Haunted By Twitter’s Six-Word Poems

Insomnia is sometimes the poet’s friend. Early this morning I could not sleep no matter how many times I rearranged or wrestled with my pillow. The poem below began to form at three-thirty a.m. and was pretty much fleshed out by 6:15 a.m., the time at which this house comes to life with sleepy people moving along like shipwreck survivors. I may nip or tuck lightly before it sees publication but it is pretty much done.
I titled it Six Words because I could not think of a better title and the lines seemed to come in six words. This fixation with six words could be related to tweeting a couple of six word tweets on Twitter last night. I did not try to write three-line stanzas either and it broke into six stanzas all on its own. Whether or not you are driving a car, in an accident you are merely a passenger.

No Commas. No periods.
As you can see when you read, I did not use commas, periods or other punctuation marks where they are typically used. I’m sort of pulling a Gertrude Stein and a W.S. Merwin here. They advocated eliminating some or all instances of grammar, in part, as a way to force the reader to pay attention to the rhythms of the language. We certainly don’t say “comma” when we read or “period” at the end of a spoken sentence. This may seem radical at first but it does not compare to the New Testament Bible which was written without periods or even spaces between letters, words, sentences or paragraphs: LIKETHIS. Compared to scripture, my poetry should be easy.

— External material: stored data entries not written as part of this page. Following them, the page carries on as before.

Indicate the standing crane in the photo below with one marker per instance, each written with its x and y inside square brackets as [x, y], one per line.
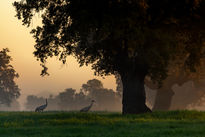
[86, 109]
[42, 107]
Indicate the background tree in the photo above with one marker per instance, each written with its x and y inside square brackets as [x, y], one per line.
[136, 38]
[9, 91]
[106, 99]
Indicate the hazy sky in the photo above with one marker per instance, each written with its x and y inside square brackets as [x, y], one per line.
[18, 39]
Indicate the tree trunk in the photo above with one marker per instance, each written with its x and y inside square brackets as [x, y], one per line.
[134, 98]
[163, 99]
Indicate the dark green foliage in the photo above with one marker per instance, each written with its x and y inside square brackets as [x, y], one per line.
[72, 124]
[9, 91]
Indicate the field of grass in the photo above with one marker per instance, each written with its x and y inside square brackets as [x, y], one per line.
[102, 124]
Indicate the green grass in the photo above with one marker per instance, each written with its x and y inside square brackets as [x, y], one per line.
[102, 124]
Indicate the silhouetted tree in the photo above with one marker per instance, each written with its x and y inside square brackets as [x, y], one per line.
[106, 99]
[136, 38]
[9, 90]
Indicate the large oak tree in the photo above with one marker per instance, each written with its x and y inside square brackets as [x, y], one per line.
[135, 38]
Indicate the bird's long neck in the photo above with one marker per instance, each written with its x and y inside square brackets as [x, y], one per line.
[91, 104]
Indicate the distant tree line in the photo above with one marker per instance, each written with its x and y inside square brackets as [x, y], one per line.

This is an early draft that will undergo revision. I’ll post an updated version later.

You can leave a comment below.

Six Words
In your arms the earth groans
and under the sea fish dart
and dive deep into our emptiness

how is it this could happen
amid the back alleys of abandonment
where the willow weeps with rain

as a car storms the road
your hair is a moving crown
a cornucopia spread on tidal moss

we are the ocean without shore
tell me again our world coexists
with dirty bombs and broken splints

and children eat shame for breakfast
while we dress aglow with pleasure
is it enough to know the world

knows nothing of what it is
enough to know that our love
is this word this real estate


2 responses to “Haunted By Twitter’s Six-Word Poems

  1. I sometimes omit punctuation because I like to think the reader will have to pause to read the lines closer and thereby get more from them. Other times I use standard punctuation because it slows down the pace and I think the reader will benefit. I admit to being divided on this. Thanks for stopping by.